Tuesday, January 16, 2007

T. F. Torrance on Baptism

The following is the "payoff paragraph" of TFT's essay entitled "The One Baptism Common to Christ and His Church," which can be found in Theology in Reconciliation. If I were granted one wish that I could spend on things of an academic nature, I would use it to find out how Barth would respond this this paragraph. I guess I'll ask once I get to the next life.
On the ground of what Christ has done for us and in accordance with his promise, we are presented before God as subjects of his saving activity, and are initiated into a mutual relation between the act of the Spirit and the response of faith. Faith arises as the gift of the Spirit, while it is through faith that we may continue to receive the Spirit, and it is in the Spirit that God continues to act creatively upon us, uniting us to Christ so that his atoning reconciliation bears fruit in us, and lifting us up to share in the very life and love of God, in the communion of the Father, the Son and the Holy Spirit. Baptism is thus not a sacrament of what we do but of what God has done for us in Jesus Christ, in whom he has bound himself to us and bound us to himself, before ever we could respond to him. But it is also the sacrament of what God now does in us by his Spirit, uniting us with Christ in his faithfulness and obedience to the Father and making that the ground of our faith. As an act done to us, baptism tells us that it is not upon our act of faith or on our own faithfulness that we rely, but upon Christ alone and his vicarious faithfulness; it also tells us that in the freedom of his Spirit God makes himself present to us and binds us creatively to himself in such marvelous ways that not only is faith called forth from us as our own spontaneous response to the grace of God in Christ, but it is undergirded and supported by Christ and enclosed with his own faithfulness, and thus grounded in the mutual relation between the incarnate Son and the heavenly Father.

2 comments:

GoobyNelly said...

"Baptism is thus not a sacrament of what we do but of what God has done for us in Jesus Christ in whom he has bound himself to us and bound us to himself, before ever we could respond to him."

So if I get this right, baptism is not about us - meaning, it does not declare anything about us except by telling us who we are in Christ according to what has been done for us.

Is there some sense in which Torrance would allow for human agency in baptism, such that it is not a reliance upon ourselves but an actual reliance upon God's saving act?

Is this act of reliance something that we must play some part in? Or is it already done for us?

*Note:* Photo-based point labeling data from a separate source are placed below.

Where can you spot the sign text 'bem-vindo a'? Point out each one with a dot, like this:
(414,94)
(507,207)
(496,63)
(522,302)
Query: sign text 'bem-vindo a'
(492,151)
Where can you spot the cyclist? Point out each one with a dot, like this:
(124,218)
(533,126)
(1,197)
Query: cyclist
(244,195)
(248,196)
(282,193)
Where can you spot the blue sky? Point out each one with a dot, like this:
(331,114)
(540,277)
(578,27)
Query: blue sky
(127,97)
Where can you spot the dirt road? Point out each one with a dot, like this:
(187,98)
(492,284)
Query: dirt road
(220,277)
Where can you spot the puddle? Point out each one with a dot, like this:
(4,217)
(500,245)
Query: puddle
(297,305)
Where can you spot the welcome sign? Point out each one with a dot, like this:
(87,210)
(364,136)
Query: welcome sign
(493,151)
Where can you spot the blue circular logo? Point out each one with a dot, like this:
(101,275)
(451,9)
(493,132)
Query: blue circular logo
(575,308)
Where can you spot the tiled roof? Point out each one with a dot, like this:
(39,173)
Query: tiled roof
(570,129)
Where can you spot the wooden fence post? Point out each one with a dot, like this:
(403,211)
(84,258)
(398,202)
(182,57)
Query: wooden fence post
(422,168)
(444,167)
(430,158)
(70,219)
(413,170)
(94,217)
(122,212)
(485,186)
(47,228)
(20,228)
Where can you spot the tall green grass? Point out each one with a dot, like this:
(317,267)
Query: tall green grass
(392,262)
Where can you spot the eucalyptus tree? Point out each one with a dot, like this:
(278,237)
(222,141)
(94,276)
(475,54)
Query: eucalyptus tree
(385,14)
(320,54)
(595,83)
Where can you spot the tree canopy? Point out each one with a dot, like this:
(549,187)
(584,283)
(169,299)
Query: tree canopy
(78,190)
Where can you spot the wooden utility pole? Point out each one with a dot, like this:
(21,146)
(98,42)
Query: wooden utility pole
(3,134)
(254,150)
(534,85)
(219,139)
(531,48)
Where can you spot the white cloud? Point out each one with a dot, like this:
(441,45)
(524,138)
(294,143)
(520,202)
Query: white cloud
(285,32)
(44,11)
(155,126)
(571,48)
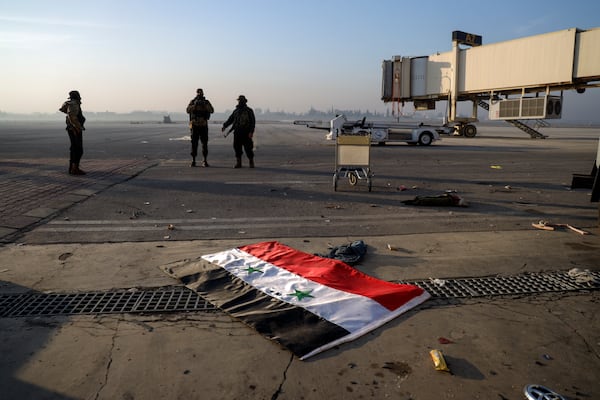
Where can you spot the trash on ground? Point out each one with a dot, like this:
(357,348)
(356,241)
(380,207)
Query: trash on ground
(548,226)
(438,282)
(582,275)
(438,360)
(446,199)
(537,392)
(351,253)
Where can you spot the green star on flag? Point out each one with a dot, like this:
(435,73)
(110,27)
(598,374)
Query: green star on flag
(300,294)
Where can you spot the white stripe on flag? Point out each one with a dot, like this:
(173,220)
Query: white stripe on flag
(355,313)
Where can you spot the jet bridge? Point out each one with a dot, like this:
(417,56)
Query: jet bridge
(516,81)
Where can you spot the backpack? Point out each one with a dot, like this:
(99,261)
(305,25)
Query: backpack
(244,119)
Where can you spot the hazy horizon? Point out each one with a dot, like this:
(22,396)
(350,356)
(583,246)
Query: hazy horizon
(289,56)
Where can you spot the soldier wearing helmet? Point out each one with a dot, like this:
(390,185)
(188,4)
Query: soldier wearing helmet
(75,127)
(242,122)
(199,110)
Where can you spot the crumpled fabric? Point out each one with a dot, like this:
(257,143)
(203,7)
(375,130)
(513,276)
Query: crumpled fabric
(446,199)
(351,253)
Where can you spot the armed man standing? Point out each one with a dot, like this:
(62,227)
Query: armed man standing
(243,122)
(75,121)
(199,110)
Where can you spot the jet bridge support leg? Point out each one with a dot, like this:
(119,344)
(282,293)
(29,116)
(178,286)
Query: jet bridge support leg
(517,123)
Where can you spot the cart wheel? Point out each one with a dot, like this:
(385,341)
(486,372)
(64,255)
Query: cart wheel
(352,178)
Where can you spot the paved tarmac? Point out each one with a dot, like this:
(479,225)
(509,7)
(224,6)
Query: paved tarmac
(494,346)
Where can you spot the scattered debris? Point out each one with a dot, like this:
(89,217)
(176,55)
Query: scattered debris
(548,226)
(438,282)
(446,199)
(582,276)
(351,253)
(438,360)
(536,392)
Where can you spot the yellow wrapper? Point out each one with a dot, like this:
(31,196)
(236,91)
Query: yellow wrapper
(438,360)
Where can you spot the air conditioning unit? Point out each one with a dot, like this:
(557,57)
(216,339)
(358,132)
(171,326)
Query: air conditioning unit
(526,108)
(553,107)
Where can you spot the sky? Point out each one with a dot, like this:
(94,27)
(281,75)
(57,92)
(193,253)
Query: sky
(283,55)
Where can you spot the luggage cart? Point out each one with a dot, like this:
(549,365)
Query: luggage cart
(352,159)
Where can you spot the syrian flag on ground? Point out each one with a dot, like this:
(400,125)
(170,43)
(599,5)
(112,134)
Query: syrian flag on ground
(304,302)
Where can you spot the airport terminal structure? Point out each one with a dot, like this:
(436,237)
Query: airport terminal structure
(515,80)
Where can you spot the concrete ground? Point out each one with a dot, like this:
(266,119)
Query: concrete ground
(494,346)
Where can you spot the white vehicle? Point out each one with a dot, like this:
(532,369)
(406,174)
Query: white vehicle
(387,132)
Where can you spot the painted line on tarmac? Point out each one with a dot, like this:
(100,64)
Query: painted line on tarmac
(209,224)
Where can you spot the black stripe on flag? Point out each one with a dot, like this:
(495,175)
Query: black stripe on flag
(297,329)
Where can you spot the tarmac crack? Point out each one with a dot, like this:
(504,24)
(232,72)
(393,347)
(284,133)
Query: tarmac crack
(279,390)
(110,359)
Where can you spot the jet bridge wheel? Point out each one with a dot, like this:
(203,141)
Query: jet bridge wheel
(469,130)
(352,178)
(425,139)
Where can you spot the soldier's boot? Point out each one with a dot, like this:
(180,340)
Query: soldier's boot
(78,171)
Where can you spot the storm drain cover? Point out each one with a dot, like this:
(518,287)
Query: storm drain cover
(157,300)
(182,299)
(530,283)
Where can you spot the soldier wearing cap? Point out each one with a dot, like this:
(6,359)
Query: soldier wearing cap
(75,127)
(243,123)
(199,110)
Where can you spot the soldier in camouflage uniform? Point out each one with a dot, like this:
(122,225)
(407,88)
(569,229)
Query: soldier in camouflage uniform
(242,122)
(199,110)
(75,127)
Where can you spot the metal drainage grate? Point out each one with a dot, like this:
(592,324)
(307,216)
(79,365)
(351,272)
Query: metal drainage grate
(111,302)
(178,298)
(508,285)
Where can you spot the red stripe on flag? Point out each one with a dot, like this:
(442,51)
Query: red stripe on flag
(333,273)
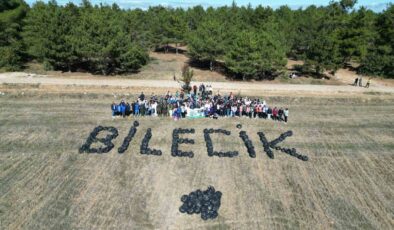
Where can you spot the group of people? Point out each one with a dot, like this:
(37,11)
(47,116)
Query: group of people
(359,82)
(199,104)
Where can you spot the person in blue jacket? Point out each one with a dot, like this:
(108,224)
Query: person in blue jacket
(122,106)
(136,109)
(114,109)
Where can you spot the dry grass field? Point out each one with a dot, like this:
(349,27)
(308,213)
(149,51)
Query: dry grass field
(348,182)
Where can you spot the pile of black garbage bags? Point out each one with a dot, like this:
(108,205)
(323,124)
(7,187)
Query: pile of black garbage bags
(206,203)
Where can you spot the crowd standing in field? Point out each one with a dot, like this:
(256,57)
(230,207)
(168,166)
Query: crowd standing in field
(200,102)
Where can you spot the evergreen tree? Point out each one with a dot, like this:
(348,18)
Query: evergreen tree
(380,57)
(12,48)
(255,55)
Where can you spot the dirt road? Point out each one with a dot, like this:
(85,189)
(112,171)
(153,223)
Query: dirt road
(236,87)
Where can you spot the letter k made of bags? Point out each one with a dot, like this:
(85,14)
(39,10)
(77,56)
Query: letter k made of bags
(269,145)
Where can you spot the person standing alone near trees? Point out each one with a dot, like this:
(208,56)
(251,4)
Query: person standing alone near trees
(286,113)
(355,81)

I suppose I need to ask where the language and anxiety about agency stems from in the first place. I'm trying to understand the actual practice of the sacrament in light of what is happening (metaphysically?) in it.

WTM said...

Torrance is trying to get around Barth in this material (TFT gives a very quick critique of Barth on baptism in this article). The anxiety about human agency in baptism has to do with not wanting to subscribe any power of mediating grace to the human activity in baptism. The focus on everything in the proper sense being taken care of by Christ is an effort to remove human activity from salvation.

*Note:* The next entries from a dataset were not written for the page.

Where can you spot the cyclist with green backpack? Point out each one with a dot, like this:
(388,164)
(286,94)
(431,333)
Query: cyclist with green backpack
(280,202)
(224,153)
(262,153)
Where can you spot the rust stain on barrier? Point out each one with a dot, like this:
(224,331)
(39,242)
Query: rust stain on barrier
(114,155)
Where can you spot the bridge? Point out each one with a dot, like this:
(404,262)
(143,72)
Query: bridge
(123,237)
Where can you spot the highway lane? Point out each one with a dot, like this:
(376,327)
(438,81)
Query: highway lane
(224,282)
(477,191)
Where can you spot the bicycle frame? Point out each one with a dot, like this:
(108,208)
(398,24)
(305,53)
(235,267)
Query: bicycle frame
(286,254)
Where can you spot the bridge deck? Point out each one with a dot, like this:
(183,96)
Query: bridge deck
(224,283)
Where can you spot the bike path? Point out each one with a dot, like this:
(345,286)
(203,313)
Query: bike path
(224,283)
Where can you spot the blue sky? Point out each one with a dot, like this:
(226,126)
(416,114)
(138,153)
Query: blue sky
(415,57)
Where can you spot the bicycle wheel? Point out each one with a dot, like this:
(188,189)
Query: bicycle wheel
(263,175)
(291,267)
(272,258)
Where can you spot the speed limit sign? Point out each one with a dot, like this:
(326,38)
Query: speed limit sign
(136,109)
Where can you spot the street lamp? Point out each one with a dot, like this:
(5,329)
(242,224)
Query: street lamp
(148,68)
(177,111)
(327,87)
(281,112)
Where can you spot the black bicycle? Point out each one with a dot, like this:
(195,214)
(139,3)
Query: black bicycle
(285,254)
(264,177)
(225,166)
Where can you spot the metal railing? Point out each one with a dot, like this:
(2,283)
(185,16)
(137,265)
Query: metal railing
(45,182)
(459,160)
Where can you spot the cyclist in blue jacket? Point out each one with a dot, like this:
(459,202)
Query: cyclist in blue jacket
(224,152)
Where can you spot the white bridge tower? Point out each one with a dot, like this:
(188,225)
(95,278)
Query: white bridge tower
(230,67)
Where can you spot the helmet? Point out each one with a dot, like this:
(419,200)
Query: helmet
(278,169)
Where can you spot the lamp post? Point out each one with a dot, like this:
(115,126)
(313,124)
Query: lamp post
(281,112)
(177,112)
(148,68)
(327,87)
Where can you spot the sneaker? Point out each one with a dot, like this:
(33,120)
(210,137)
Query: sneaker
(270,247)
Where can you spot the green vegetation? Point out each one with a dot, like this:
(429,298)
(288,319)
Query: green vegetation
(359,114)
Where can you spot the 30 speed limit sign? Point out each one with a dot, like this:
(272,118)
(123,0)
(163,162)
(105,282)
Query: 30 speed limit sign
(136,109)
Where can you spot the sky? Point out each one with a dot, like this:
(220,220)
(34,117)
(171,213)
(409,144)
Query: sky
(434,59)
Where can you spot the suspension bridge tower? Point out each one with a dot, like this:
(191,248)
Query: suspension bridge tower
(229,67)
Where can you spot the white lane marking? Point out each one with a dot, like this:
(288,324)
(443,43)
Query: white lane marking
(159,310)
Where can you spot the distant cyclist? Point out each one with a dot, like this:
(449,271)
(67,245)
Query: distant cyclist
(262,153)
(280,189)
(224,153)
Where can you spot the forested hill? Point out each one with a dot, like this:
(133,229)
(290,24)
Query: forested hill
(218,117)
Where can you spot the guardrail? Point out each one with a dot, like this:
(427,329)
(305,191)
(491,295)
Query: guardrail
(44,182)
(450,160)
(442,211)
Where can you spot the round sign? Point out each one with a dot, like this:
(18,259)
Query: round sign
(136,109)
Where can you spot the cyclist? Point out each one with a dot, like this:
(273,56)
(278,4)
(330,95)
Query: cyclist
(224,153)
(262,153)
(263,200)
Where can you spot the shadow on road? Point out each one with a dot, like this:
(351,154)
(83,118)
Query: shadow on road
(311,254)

Christ accomplished both movements, mediating God’s activity toward us and our activity toward God, fully and finally expressing both.

Torrance speaks of a “dimension of depth” involved (Hunsinger has an article on these matters with this phrase in the title). At the deepest level, baptism takes place in Christ. Then, the church is baptized into Christ’s baptism. Then, the individual is baptized into the church into Christ’s baptism. But, it is Christ’s baptism that is the baptism that accomplishes something salvific.

By our baptism into Christ’s baptism, we are included in the vicarious obedience of Christ and are adopted as God’s children, etc.

This does not rule out human activity on our side – we still present ourselves to be baptized, etc. But, our human activity is taken up and made part of Christ’s activity. Or, our human activity becomes grounded in Christ.

I happen to think that Torrance is onto something with all this. But, you’ll have to wait on my thesis (and maybe my dissertation!) to hear more about this in any kind of cogent fashion.